For example, predetermined condition is to comprise in the info web to comprise following arbitrary character string among the URL of webpage of keyword " audition " and info web correspondence: " mp3 ", " rm ", " wma " or " ape ".Judgment means 2 detects acquired info web, and inquiry obtains the label of javascript in info web, then comprise the object the carried out JS that may trigger web page access in the described info web of judgment means 2 judgements, subsequently, 2 pairs of info webs of judgment means and described info web the URL of corresponding webpage analyze, inquiry obtains keyword " audition " in info web, and inquiry obtains character string " wma " in described URL, and then judgment means 2 judges that described info web conforms to a predetermined condition.
Again for example, predetermined condition is to comprise character string " playlist " and character string " object " in the info web code simultaneously.Judgment means 2 is inquired about the code corresponding with carrying out object in acquired info web, and the label of acquisition Vbscript, then comprise the object the carried out Vbscript that may trigger web page access in the described info web of judgment means 2 judgements, and continue to judge whether this info web conforms to a predetermined condition, judge promptly whether this info web comprises character string " playlist " and character string " object " simultaneously.In the code section of judgment means 2, inquire character string " playlist " and character string " object " at info web, be to have comprised character string " playlist " and character string " object " simultaneously in the code information that comprises of info web, then judgment means 2 judges that info webs conform to a predetermined condition.Wherein, judgment means 2 can be determined code section in the info web according to the identification information in the info web.

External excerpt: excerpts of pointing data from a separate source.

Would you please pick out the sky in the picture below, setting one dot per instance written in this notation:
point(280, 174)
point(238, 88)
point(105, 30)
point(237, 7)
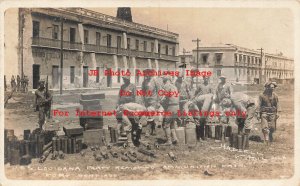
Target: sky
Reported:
point(269, 28)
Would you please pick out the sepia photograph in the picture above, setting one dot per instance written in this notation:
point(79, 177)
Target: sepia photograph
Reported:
point(149, 92)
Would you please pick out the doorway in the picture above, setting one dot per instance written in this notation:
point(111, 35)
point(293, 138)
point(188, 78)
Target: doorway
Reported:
point(55, 76)
point(108, 82)
point(35, 76)
point(85, 76)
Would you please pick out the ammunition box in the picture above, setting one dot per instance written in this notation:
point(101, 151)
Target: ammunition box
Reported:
point(15, 157)
point(25, 160)
point(94, 136)
point(73, 131)
point(93, 96)
point(26, 134)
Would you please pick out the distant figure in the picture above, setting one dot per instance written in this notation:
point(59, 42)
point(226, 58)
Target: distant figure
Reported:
point(43, 102)
point(18, 83)
point(5, 86)
point(267, 108)
point(124, 13)
point(26, 82)
point(13, 83)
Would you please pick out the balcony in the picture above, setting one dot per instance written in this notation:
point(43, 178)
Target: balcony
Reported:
point(53, 43)
point(167, 57)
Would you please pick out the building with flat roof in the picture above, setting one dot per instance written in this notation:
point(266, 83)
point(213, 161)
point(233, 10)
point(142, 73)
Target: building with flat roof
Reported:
point(90, 41)
point(241, 65)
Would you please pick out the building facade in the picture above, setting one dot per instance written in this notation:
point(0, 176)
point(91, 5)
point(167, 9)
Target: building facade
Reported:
point(242, 65)
point(89, 41)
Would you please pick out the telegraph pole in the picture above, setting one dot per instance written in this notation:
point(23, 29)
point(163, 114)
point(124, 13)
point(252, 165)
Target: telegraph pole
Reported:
point(197, 40)
point(61, 54)
point(184, 52)
point(261, 54)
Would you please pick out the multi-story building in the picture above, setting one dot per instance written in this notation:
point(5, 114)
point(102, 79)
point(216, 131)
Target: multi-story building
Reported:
point(242, 65)
point(90, 41)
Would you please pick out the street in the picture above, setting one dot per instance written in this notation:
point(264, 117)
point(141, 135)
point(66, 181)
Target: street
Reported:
point(207, 160)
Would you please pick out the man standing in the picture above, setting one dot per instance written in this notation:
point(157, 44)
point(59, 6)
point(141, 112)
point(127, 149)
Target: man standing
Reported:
point(171, 105)
point(267, 108)
point(244, 108)
point(184, 87)
point(204, 88)
point(5, 86)
point(18, 83)
point(150, 88)
point(43, 101)
point(13, 83)
point(134, 117)
point(26, 82)
point(127, 94)
point(199, 103)
point(224, 90)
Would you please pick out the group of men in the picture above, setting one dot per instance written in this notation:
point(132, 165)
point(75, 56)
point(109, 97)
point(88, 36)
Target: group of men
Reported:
point(201, 97)
point(20, 86)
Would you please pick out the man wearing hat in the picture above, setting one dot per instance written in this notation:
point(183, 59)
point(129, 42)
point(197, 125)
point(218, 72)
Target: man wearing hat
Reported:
point(204, 88)
point(134, 117)
point(244, 108)
point(43, 102)
point(184, 87)
point(170, 104)
point(199, 103)
point(127, 94)
point(224, 90)
point(267, 108)
point(150, 87)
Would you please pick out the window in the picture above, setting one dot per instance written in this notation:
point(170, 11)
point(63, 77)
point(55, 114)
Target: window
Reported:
point(167, 50)
point(97, 77)
point(204, 58)
point(218, 58)
point(137, 44)
point(86, 36)
point(35, 28)
point(72, 35)
point(98, 38)
point(128, 43)
point(152, 47)
point(55, 32)
point(159, 46)
point(72, 74)
point(145, 46)
point(108, 40)
point(119, 40)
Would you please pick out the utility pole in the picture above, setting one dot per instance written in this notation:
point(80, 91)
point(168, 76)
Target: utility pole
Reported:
point(197, 40)
point(184, 52)
point(261, 54)
point(61, 54)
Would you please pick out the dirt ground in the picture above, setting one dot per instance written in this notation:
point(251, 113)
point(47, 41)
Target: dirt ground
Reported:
point(206, 160)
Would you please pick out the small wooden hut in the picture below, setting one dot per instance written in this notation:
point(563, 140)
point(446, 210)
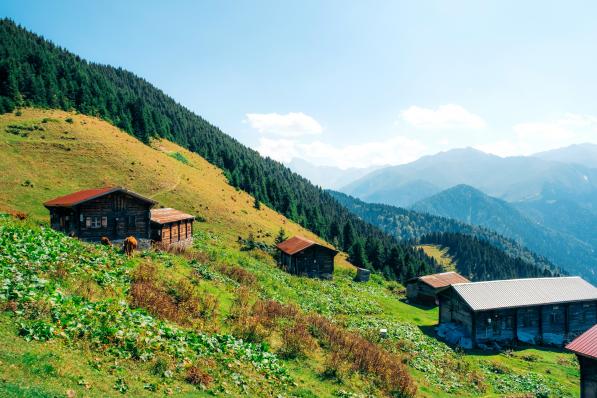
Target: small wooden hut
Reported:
point(424, 289)
point(585, 348)
point(172, 228)
point(113, 212)
point(301, 256)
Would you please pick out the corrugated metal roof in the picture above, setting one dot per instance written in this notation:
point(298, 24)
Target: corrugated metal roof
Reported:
point(78, 197)
point(585, 344)
point(168, 215)
point(525, 292)
point(443, 279)
point(296, 244)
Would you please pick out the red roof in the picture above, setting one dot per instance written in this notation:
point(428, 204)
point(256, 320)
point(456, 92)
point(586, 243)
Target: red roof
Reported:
point(444, 279)
point(585, 344)
point(296, 244)
point(76, 198)
point(166, 216)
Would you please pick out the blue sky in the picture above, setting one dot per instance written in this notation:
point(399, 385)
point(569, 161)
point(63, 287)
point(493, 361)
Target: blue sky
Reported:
point(353, 83)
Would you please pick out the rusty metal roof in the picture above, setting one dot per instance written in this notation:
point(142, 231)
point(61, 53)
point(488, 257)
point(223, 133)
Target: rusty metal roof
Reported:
point(168, 215)
point(585, 344)
point(296, 244)
point(443, 279)
point(513, 293)
point(78, 197)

Need to prove, above-mentioned for example only for technical scheme of the present invention is described better, but not limitation of the present invention, those skilled in the art should understand that, anyly comprise the object carried out that may trigger web page access in the described info web by detecting, judge the implementation whether this info web conforms to a predetermined condition, all should be within the scope of the present invention.
When described info web met this predetermined condition, the first request apparatus for initiating 3 initiated can carry out the corresponding web page access request of object with this.
For example, to comprising the info web that JS can carry out object, when judgment means 2 judged that meeting described info web conforms to a predetermined condition, then the first request apparatus for initiating 3 can be carried out object according to described JS, initiated JS to the server of the corresponding webpage of info web institute and asked.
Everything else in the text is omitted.